Genetically engineered MRI-trackable extracellular vesicles as SARS-CoV-2 mimetics for examination of viral binding

The elucidation of viral-receptor interactions and an understanding of virus-spreading mechanisms are of great importance, particularly in the era of a pandemic. The hazards of the infectiousness of viruses, their rapid mutagenesis, and the need to study viral-receptor interactions in a complex in vivo setup call for new imaging platforms to shed light on complex host-pathogens interactions. Relying on previous evidences showing that the receptor binding domain (RBD) of SARS-CoV-2 interact with the cellular ACE2 receptor during COVID19 contamination, we developed a biocompatible genetically engineered extracellular vesicles (EVs) that display the RBD of SARS-CoV-2 on their surface as coronavirus mimetics (EVs-RBD). Loading EVs-RBD with iron oxide nanoparticles makes them MRI-visible and, thus, allows mapping of the binding of RBD to ACE2 receptors noninvasively in live subjects. Indeed, RBD -ACE2 interaction was confirmed by the higher accumulation of EVsRBD in ACE2-expressing cells compared to control EVsnoRBD. Moreover, we show that EVsRBD can be modified to display mutants of the RBD of SARS-CoV-2, allowing rapid screening of currently raised or predicted variants of the virus, or mimic other type of viruses in the future.

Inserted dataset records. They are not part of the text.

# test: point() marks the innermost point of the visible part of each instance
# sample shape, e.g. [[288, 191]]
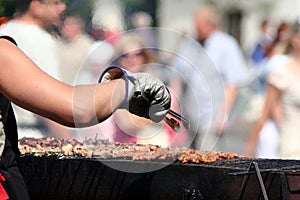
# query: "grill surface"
[[87, 178]]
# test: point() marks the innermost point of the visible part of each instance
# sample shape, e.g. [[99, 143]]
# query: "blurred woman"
[[283, 86]]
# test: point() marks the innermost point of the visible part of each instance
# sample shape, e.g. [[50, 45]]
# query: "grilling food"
[[96, 148]]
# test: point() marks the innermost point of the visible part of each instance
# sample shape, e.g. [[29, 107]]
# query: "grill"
[[88, 178]]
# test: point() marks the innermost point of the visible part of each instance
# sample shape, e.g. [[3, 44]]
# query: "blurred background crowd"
[[232, 67]]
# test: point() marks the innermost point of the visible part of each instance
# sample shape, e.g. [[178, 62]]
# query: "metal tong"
[[175, 124]]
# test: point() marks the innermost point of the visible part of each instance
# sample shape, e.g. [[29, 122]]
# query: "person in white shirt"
[[211, 68], [29, 28]]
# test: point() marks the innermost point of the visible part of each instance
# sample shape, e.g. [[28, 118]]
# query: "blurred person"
[[269, 135], [131, 53], [282, 87], [3, 21], [99, 55], [223, 70], [142, 23], [259, 52], [32, 19], [73, 47], [25, 84]]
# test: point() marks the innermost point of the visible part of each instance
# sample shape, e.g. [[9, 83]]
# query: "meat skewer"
[[185, 121]]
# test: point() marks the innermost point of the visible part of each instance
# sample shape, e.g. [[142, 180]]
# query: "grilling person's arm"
[[22, 82]]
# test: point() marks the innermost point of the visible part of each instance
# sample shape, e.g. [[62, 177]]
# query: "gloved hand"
[[146, 96]]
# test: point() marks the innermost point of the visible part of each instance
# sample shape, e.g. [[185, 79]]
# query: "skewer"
[[174, 124], [185, 121]]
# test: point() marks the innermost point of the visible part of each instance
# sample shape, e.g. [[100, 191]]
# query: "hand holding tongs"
[[173, 123]]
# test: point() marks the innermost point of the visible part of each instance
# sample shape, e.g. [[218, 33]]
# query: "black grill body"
[[88, 178]]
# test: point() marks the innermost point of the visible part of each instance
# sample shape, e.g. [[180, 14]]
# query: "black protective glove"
[[146, 96]]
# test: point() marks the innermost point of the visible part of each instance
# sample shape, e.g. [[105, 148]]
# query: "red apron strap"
[[3, 194]]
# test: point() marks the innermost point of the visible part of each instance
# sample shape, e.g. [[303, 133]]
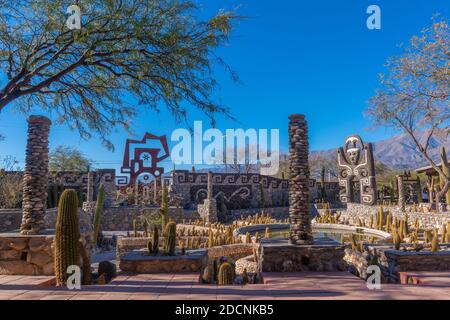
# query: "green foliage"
[[65, 158], [99, 211], [161, 52], [170, 238], [226, 274], [67, 235]]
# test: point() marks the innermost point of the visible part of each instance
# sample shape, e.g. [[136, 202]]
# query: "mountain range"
[[400, 152]]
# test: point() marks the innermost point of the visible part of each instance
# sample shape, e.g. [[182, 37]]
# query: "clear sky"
[[312, 57]]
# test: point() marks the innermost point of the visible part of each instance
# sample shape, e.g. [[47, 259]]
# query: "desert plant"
[[164, 208], [170, 238], [245, 278], [226, 274], [67, 235], [98, 212], [396, 239], [435, 242]]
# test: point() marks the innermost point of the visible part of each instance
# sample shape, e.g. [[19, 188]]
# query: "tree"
[[159, 52], [10, 183], [414, 96], [318, 162], [65, 158]]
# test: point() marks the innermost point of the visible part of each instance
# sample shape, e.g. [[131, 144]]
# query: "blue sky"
[[311, 57]]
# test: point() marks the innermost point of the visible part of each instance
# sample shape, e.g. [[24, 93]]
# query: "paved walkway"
[[337, 285]]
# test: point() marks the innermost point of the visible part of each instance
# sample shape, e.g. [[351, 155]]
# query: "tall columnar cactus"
[[170, 238], [67, 235], [155, 240], [99, 211], [419, 190], [446, 171], [226, 274], [164, 209]]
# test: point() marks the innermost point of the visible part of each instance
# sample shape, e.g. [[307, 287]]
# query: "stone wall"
[[392, 262], [426, 220], [294, 258], [30, 254]]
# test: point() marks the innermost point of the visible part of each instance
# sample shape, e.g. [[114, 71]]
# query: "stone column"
[[401, 193], [155, 191], [35, 176], [90, 187], [209, 186], [300, 220]]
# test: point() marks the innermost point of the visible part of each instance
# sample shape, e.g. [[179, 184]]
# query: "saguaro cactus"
[[171, 238], [226, 274], [446, 170], [67, 235], [99, 211]]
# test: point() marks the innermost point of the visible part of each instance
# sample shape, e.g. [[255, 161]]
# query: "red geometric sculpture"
[[144, 160]]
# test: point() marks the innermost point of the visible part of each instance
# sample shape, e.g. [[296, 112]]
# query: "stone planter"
[[138, 261]]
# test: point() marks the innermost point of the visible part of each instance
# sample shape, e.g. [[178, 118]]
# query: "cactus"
[[266, 233], [164, 209], [98, 212], [435, 242], [170, 240], [396, 239], [150, 247], [135, 228], [419, 190], [226, 274], [446, 171], [248, 238], [67, 235], [245, 278], [145, 226], [388, 222], [155, 241]]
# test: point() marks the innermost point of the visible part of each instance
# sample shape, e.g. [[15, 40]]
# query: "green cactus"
[[99, 211], [419, 190], [67, 235], [155, 240], [135, 228], [245, 278], [446, 171], [226, 274], [171, 238], [150, 247], [164, 208], [435, 242]]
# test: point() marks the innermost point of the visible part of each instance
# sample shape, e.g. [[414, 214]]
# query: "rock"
[[17, 267], [108, 269], [18, 243], [9, 255], [39, 258], [37, 244]]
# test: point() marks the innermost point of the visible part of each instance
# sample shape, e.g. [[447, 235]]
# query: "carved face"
[[353, 155]]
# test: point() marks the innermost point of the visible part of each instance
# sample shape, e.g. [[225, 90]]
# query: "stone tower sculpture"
[[356, 165], [35, 177], [300, 230]]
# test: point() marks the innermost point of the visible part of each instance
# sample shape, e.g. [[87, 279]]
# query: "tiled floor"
[[341, 285]]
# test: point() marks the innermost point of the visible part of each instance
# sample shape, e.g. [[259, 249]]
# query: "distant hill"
[[399, 152]]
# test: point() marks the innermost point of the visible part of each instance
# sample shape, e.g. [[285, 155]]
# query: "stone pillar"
[[401, 193], [208, 210], [90, 187], [155, 191], [300, 220], [35, 176], [209, 186]]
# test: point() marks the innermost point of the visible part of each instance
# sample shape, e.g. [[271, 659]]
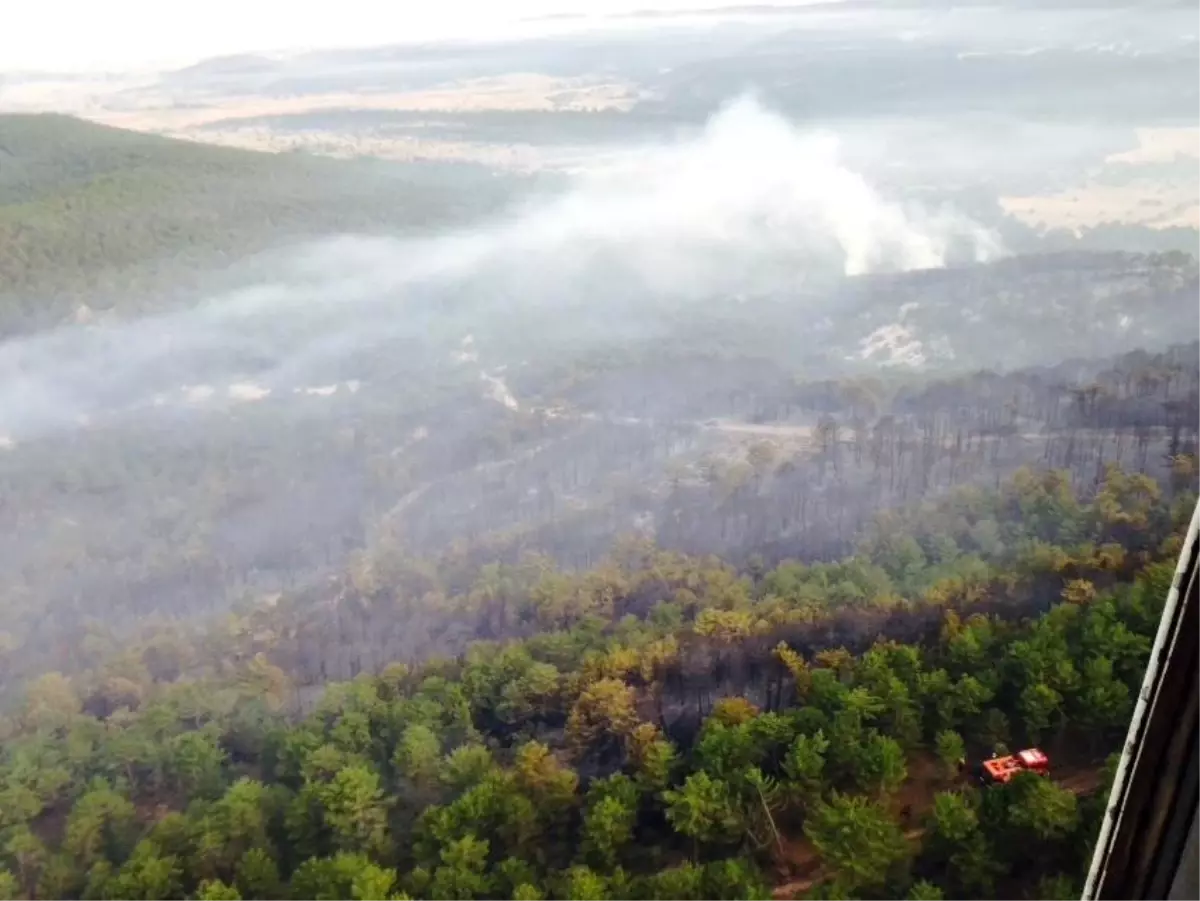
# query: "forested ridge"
[[107, 218], [669, 727]]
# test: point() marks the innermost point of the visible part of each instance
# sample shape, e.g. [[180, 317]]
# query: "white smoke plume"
[[749, 204]]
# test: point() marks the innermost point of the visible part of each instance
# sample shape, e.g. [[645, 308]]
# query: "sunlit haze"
[[79, 35]]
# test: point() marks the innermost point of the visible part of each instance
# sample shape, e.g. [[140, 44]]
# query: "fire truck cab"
[[1000, 770]]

To conclude, the proposed platform (ACS Nano 2022, 16, 8, 12276–12289) shows relevance and cruciality in the examination of quickly evolving pathogenic viruses in an adjustable, fast, and safe manner. Relying on MRI for visualization, the presented approach could be considered in the future to non-invasively map ligand-receptor binding events in deep tissues, which are not accessible to luminescence-based imaging.